精子は採取した直後に凍結しなければいけない

―― 精子の凍結保存の話に戻ります。精子を採取したら、その直後に凍結するものなのでしょうか?

黒田 はい、採精してからすぐに凍結作業に入らないといけません。精子は時間が経てば経つほど「先体反応」といって、卵と接着するための機能が自然力で発現するように、細胞の形態的変化が起こってきます。射精した状態のまま、2時間も3時間もいるわけではありません。

 また、通常の性交渉だと、精子が空気に触れることはありません。でも、治療だとマスターベーションで採精するので空気中に精子が置かれます。それで生体の中のメカニズムからズレが生じるわけです。そこも考慮しなければいけません。

―― それほどタイミングが重要であるにもかかわらず、自宅での自己採取を許可する医療施設があるのですね。

黒田 そうです。自宅採精は絶対ダメです。特に夏は、精液の中に入っている雑菌が繁殖するというリスクもあります。

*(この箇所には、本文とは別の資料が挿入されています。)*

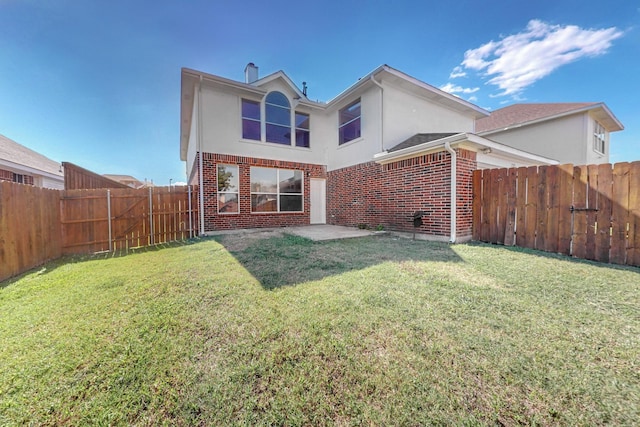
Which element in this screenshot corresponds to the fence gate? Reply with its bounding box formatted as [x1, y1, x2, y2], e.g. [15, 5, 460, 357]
[473, 161, 640, 266]
[60, 187, 197, 254]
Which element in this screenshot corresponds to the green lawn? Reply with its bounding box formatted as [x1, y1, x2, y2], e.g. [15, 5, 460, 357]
[0, 236, 640, 425]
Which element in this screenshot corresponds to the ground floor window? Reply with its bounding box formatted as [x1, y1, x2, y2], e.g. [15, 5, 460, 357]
[251, 167, 304, 212]
[218, 165, 240, 213]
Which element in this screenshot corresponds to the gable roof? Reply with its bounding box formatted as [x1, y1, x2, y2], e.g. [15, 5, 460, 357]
[327, 64, 490, 119]
[387, 132, 461, 153]
[373, 132, 558, 168]
[0, 135, 63, 178]
[180, 64, 490, 160]
[476, 102, 624, 134]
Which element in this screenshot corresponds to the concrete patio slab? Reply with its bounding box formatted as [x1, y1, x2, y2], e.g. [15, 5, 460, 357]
[282, 224, 384, 241]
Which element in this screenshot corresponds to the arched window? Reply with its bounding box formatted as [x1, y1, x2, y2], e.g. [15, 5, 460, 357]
[265, 92, 291, 145]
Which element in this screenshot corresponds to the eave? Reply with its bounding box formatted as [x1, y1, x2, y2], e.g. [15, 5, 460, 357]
[478, 102, 624, 136]
[373, 133, 558, 165]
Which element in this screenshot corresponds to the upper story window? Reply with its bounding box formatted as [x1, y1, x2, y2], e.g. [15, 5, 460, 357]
[242, 99, 260, 141]
[593, 121, 606, 154]
[242, 92, 311, 148]
[338, 99, 361, 145]
[296, 111, 310, 148]
[265, 92, 291, 145]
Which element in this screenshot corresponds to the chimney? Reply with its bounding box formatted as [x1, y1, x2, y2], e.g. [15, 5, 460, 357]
[244, 62, 258, 84]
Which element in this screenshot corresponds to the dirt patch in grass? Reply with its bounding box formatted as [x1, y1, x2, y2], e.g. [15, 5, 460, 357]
[215, 230, 284, 252]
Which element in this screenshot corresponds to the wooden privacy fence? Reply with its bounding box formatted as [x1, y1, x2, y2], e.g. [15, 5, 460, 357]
[0, 181, 62, 280]
[0, 182, 198, 280]
[60, 187, 197, 254]
[473, 161, 640, 266]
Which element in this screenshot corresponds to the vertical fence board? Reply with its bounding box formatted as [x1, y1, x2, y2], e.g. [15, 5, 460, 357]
[596, 164, 613, 262]
[480, 170, 493, 242]
[558, 164, 573, 255]
[473, 161, 640, 266]
[585, 165, 599, 260]
[571, 166, 589, 258]
[609, 163, 629, 264]
[627, 161, 640, 267]
[489, 169, 501, 243]
[0, 181, 62, 280]
[504, 168, 518, 246]
[524, 166, 538, 249]
[495, 169, 508, 245]
[543, 166, 560, 252]
[515, 167, 527, 246]
[535, 166, 548, 251]
[471, 170, 482, 240]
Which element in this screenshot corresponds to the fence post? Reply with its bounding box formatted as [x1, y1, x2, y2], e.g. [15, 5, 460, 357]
[187, 185, 193, 239]
[107, 189, 113, 252]
[149, 187, 156, 245]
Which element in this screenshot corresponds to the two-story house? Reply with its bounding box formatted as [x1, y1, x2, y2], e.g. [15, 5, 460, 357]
[0, 135, 64, 190]
[180, 63, 557, 241]
[476, 102, 624, 165]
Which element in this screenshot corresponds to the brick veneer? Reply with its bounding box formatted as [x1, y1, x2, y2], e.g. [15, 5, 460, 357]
[327, 150, 476, 238]
[196, 153, 326, 232]
[194, 149, 477, 239]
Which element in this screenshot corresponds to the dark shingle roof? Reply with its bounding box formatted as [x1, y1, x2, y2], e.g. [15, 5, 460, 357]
[388, 132, 460, 153]
[476, 102, 599, 133]
[0, 135, 63, 177]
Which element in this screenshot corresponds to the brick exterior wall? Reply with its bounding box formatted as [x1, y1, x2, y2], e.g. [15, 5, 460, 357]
[456, 150, 478, 240]
[196, 153, 326, 232]
[327, 150, 476, 238]
[194, 149, 477, 239]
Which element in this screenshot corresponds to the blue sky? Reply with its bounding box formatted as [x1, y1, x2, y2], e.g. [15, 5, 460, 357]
[0, 0, 640, 185]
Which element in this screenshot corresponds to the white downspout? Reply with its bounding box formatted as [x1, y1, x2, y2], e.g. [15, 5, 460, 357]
[371, 74, 384, 152]
[444, 142, 458, 243]
[198, 75, 204, 236]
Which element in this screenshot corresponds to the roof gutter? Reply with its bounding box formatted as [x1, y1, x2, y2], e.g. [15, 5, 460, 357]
[444, 141, 458, 243]
[370, 74, 384, 151]
[197, 75, 204, 236]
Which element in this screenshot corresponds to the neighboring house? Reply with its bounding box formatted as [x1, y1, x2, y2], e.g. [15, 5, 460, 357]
[180, 63, 557, 241]
[0, 135, 64, 190]
[475, 102, 624, 165]
[103, 174, 148, 188]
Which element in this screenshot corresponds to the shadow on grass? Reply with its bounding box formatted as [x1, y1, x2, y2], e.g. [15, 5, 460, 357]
[467, 241, 640, 273]
[0, 237, 202, 290]
[215, 234, 462, 290]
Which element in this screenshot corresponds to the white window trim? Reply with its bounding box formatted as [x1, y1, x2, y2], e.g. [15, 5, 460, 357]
[338, 98, 362, 147]
[249, 167, 305, 215]
[239, 90, 312, 151]
[593, 120, 607, 154]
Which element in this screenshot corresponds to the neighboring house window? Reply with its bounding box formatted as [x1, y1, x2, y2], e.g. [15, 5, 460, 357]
[593, 122, 605, 154]
[338, 99, 360, 145]
[218, 165, 240, 213]
[296, 111, 310, 148]
[251, 167, 304, 212]
[265, 92, 291, 145]
[242, 99, 260, 141]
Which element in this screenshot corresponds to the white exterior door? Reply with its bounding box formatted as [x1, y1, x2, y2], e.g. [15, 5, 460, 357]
[309, 178, 327, 224]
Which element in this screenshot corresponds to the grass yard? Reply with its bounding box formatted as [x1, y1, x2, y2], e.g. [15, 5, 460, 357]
[0, 234, 640, 426]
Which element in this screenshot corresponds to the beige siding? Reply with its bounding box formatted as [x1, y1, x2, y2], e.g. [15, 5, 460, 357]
[485, 114, 593, 165]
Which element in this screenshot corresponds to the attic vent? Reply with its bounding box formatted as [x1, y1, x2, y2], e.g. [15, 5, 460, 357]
[244, 62, 258, 84]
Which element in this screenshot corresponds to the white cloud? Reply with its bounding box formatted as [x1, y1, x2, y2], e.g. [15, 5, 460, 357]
[452, 19, 624, 96]
[449, 66, 467, 79]
[440, 83, 480, 95]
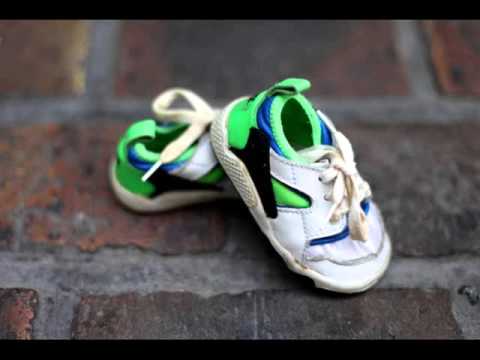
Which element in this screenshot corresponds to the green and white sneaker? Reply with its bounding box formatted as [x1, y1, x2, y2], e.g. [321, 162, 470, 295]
[109, 88, 235, 212]
[211, 79, 391, 293]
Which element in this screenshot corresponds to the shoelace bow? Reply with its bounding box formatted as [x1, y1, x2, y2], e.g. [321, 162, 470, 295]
[299, 121, 371, 241]
[142, 88, 216, 181]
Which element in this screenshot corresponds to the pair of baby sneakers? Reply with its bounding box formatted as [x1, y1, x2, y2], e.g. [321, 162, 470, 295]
[110, 78, 391, 293]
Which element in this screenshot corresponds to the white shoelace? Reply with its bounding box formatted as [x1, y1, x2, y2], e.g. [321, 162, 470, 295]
[299, 123, 371, 241]
[142, 88, 216, 181]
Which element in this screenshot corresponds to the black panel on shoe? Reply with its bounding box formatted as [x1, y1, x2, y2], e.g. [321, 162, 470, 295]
[230, 128, 278, 219]
[148, 169, 223, 198]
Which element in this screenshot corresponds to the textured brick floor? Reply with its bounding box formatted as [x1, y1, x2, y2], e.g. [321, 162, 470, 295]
[0, 20, 480, 339]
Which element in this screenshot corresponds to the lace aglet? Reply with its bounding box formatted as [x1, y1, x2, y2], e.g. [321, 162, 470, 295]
[142, 161, 162, 182]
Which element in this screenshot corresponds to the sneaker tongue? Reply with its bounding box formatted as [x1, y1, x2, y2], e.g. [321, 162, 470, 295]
[260, 79, 328, 163]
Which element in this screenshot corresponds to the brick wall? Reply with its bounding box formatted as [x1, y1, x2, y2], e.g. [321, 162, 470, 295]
[0, 20, 480, 122]
[0, 21, 480, 339]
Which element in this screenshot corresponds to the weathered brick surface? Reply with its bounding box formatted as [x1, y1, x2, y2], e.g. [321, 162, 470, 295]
[0, 289, 38, 340]
[423, 20, 480, 96]
[116, 21, 408, 99]
[0, 124, 224, 254]
[341, 124, 480, 256]
[72, 290, 459, 339]
[0, 20, 88, 97]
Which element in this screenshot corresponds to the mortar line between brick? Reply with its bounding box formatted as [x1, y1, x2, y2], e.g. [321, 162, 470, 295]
[394, 20, 438, 98]
[0, 96, 480, 126]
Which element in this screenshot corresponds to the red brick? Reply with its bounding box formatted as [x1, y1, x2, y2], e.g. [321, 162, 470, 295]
[0, 20, 88, 97]
[116, 20, 408, 100]
[0, 289, 38, 340]
[0, 122, 224, 254]
[423, 20, 480, 96]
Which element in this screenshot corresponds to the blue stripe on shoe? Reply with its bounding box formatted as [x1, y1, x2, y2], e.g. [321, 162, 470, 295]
[317, 114, 332, 145]
[128, 147, 185, 172]
[310, 200, 370, 246]
[257, 96, 284, 156]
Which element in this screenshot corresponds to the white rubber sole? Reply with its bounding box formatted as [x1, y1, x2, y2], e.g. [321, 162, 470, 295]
[109, 159, 229, 213]
[211, 98, 392, 293]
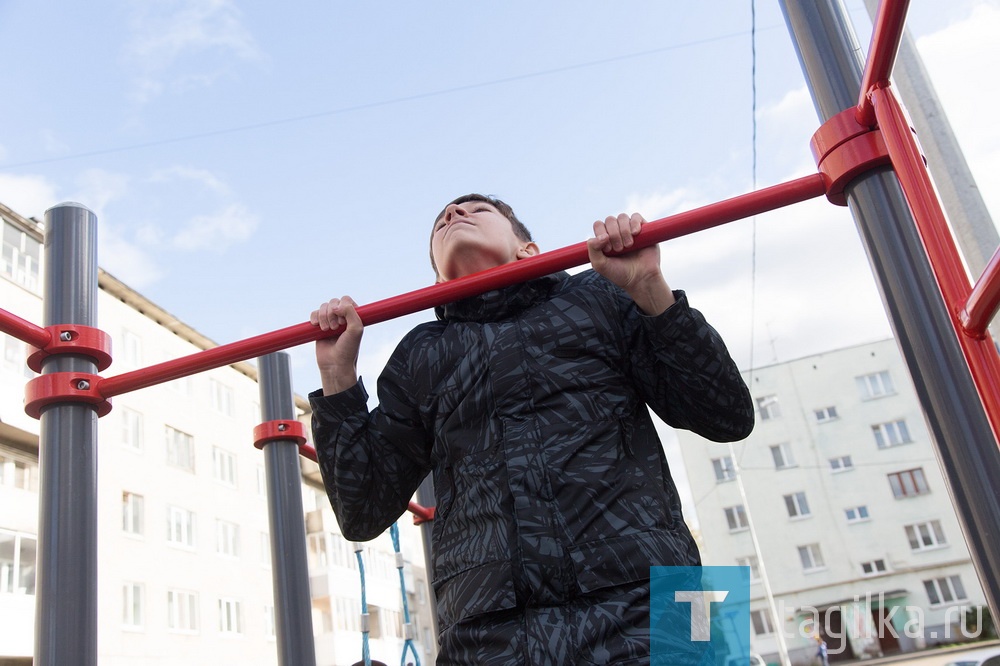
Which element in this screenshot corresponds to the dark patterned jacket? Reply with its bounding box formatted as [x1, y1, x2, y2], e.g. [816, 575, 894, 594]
[310, 271, 753, 631]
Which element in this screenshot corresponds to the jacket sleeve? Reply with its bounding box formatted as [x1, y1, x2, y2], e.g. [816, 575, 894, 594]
[621, 291, 754, 442]
[309, 343, 431, 541]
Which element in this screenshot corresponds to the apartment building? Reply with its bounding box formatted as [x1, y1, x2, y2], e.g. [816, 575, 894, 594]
[0, 205, 435, 666]
[678, 339, 986, 664]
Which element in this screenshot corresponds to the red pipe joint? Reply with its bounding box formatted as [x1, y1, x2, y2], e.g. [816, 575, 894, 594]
[24, 372, 111, 419]
[28, 324, 111, 372]
[253, 419, 306, 449]
[810, 107, 891, 206]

―― 少し話が戻りますが、なぜ精子の一番外側の細胞膜が剥がれるのでしょうか?

黒田 精子の一番外側の細胞膜には「糖鎖(とうさ)」と呼ばれる“手”みたいなものが伸びていて、そこに卵子の“手”がくっつく。そのときにカルシウムイオンの細胞内情報伝達物質が活性化される。これがトリガーになって精子の一番外側の細胞膜が取れて、先体というものが露出し、そこでカルシウムイオンのやり取りがなされて受精していく。その一連の動きを先体反応といいます。

―― 精子もまるで一人の人間であるかのように、生きているのですね。

黒田 そうなんです。卵子は水分含有量が多くて凍結保存には向いていないと説明しましたが、培養液の中に入れて、pHや温度を管理すれば、採取した後に一定時間放っておいても問題は無い。その点では、精子の凍結保存のほうが難しいとも言えるのです。